The best scene in Warcraft is its very first, as a human warrior encircles a sword stuck in the ground and we watch him through the POV of the lumbering, grunting beast that dances around him. The scene suggest both conflict and danger, though any real threat is lost when the camera pans and the beast is revealed to be a cartoon.
“Humans and Orcs weren’t always enemies,” voiceover narration helpfully informs us, leading us into two hours of backstory that purports to tell us of how this ages-old conflict came to be.
It’s quite simple, really. In the film’s very first scenes, the monsters open up a portal to Earth and immediately begin to kill and kidnap humans. They want to drain their lifeforce to re-power the portal, so more monsters can come through to kill more humans.
So, uh, they were always at war. And after two hours of Orcs fighting men during the course of the movie, they’re still at war. Thanks, Warcraft.
If killing humans isn’t bad enough, the monsters’ magic wipes out all other living things around them, from grass to trees to animals. In an early scene, their leader sucks the lifeforce out of a deer. In another, an Orc warrior picks up a horse, lifts it over his head, and hurls it as a weapon.
And yet, the movie goes to great lengths to get us to sympathize with the monsters. Early on, we see war chief Durotan (voiced by Toby Kebbell), a giant green-brown CGI animated ogre with large tusks protruding from the corners of his mouth, getting intimate with his mate Draka (Anna Galvin) while stroking her pregnant belly.
We’re supposed to like Durotan, I think, especially when he starts to have doubts about the warlord Gul’dan (Daniel Wu), who is leading his people into war and destroying all life around them with his magic.
Yeah, sure, Durotan seems like a nice monster who just wants to do the right thing and raise his monster baby in peace. But he is also a war chief who just participated in sucking the life out of an entire planet and has now come to the land of the humans to do the same.
Other Orcs include a friendly guy with a hammer, another chief with dragon skulls for shoulder pads, and about 500 others who all look identical to me. Oh, and Garona (Paula Patton), a “runt” enslaved by her own kind who is captured by the humans and eventually comes to work with them. While the rest of the Orcs are all cartoonishly animated, Patton amusingly plays this character under a coat of green body paint.
I didn’t sympathize with the monsters despite the script’s best efforts, but I did find them somewhat interesting. That’s good, because the human characters in the film are so thinly sketched they wind up more cartoonish than their animated counterparts.
Those humans include Travis Fimmel as our fearless warrior protagonist, Dominic Cooper as the King (of this whole world?) and Ruth Negga as his wife, and Ben Schnetzer as a young mage who senses the impending monster danger. Oh, and Ben Foster as a Gandalf-like wizard, in the film’s most amusingly hammy performance.
These characters have little to do over the course of the Warcraft other than fight the Orcs. They seem like decent folk but they’re all so bland; I sided with them by default, if only because their opponents are alien monsters killing everything in their path.

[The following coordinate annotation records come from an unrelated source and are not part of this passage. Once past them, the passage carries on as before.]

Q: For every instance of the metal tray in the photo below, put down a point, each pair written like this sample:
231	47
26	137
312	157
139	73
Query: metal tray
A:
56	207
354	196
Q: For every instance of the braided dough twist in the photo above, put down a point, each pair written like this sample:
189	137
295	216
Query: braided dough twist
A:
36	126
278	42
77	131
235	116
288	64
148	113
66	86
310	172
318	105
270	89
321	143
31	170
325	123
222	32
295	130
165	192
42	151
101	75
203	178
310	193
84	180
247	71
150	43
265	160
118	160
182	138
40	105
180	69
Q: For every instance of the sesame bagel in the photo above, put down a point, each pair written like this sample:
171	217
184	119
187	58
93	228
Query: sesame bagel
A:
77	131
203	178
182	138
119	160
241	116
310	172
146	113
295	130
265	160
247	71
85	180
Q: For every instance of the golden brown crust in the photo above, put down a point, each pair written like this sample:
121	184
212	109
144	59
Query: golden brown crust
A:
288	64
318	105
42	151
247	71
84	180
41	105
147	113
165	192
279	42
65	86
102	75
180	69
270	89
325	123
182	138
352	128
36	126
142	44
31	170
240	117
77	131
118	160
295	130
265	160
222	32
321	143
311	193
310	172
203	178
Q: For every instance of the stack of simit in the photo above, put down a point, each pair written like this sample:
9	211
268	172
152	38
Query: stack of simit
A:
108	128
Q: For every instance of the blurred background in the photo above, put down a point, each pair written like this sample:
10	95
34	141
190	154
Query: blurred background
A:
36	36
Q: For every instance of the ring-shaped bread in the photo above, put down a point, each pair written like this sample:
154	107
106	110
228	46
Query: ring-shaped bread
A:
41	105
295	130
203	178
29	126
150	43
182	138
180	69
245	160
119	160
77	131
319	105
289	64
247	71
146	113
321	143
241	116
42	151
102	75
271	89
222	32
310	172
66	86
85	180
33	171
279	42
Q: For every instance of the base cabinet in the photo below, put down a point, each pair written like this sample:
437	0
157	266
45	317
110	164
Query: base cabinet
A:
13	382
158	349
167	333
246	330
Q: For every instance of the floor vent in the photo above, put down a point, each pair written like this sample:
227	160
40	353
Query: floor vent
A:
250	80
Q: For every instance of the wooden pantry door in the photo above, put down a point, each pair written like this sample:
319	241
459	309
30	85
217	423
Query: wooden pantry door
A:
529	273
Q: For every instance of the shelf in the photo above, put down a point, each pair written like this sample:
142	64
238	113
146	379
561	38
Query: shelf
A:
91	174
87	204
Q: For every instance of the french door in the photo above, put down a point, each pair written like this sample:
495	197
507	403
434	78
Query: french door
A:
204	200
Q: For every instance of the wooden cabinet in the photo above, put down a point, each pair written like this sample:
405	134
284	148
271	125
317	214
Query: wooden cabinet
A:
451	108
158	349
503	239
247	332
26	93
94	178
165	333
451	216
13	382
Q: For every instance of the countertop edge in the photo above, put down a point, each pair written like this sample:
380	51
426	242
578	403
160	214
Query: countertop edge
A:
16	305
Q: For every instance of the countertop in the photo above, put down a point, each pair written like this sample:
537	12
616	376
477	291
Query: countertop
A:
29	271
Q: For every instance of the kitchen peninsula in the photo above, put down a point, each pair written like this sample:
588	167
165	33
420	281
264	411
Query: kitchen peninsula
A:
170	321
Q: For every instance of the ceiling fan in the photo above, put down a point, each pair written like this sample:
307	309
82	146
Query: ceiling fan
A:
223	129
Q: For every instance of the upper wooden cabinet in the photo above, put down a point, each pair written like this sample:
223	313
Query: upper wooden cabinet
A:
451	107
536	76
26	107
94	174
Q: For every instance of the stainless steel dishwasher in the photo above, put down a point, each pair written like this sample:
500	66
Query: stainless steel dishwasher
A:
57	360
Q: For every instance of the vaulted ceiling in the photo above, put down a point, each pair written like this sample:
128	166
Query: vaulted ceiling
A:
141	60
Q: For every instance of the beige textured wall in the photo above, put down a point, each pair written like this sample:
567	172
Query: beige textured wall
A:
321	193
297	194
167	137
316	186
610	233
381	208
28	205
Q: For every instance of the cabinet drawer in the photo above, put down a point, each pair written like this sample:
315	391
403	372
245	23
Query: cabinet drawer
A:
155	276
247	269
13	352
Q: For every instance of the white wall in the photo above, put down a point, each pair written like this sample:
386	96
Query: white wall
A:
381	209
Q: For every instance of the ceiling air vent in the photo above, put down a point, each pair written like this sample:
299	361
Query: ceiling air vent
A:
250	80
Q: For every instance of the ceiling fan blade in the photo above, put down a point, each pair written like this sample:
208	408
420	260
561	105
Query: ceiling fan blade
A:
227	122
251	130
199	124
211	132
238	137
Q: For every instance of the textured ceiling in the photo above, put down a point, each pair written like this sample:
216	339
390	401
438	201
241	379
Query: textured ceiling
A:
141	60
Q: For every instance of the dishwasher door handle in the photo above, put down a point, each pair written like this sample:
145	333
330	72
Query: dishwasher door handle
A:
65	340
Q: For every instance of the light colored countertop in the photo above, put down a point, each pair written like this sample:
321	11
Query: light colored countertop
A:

A quick word about the CGI, used not just in the creation of the Orcs but also other characters briefly glimpsed and many of the sets: seven years after Avatar, and the tech work in this $160 million blockbuster pales in comparison.
While James Cameron had confidence in his computer effects, creating a bright, vivid, fully-realized and almost-tangible world, the filmmakers behind Warcraft do not: they employ mist and fog and muddy focus in an attempt to hide the fact that their characters are animated.
The result is one ugly-looking move, a sea of hazy browns and oranges only occasionally brightened up by the glowing green and blue magic effects. Screen composition is cluttered and crowded, with cinematography designed to make best use out of the film’s digital effects.
Warcraft was co-written and directed by Duncan Jones, who had previously made the excellent sci-fi thrillers Moon and Source Code. In this film, there’s clearly an effort to deliver something radically different to the usual formulaic blockbuster, as witnessed by the amount of screentime dedicated to what in another movie would be a race of throwaway monsters that needs no explanation.
But the end result is entirely uninvolving, and a near-complete bore; 2016’s biggest, loudest, most lumbering blockbuster to date.
One caveat to this review. I have never played the immensely popular video games on which the movie is based, nor (unlike other major franchises) had I absorbed anything about it through popular culture.
There are a lot of names dropped throughout the course of the film that were lost upon me but I presume have greater meaning for fans; At one point, there’s a battle cry of “For Azeroth!” and yet I had no idea who or what Azeroth was. After the movie, I discover that it’s the world at stake throughout the film.
With that said, fans of the franchise should get more out of Warcraft than I. As will those who watch Lord of the Rings and think “hey, all these humans and elves and wizards and dwarves are great, but what about the internal moral struggle of the monsters?”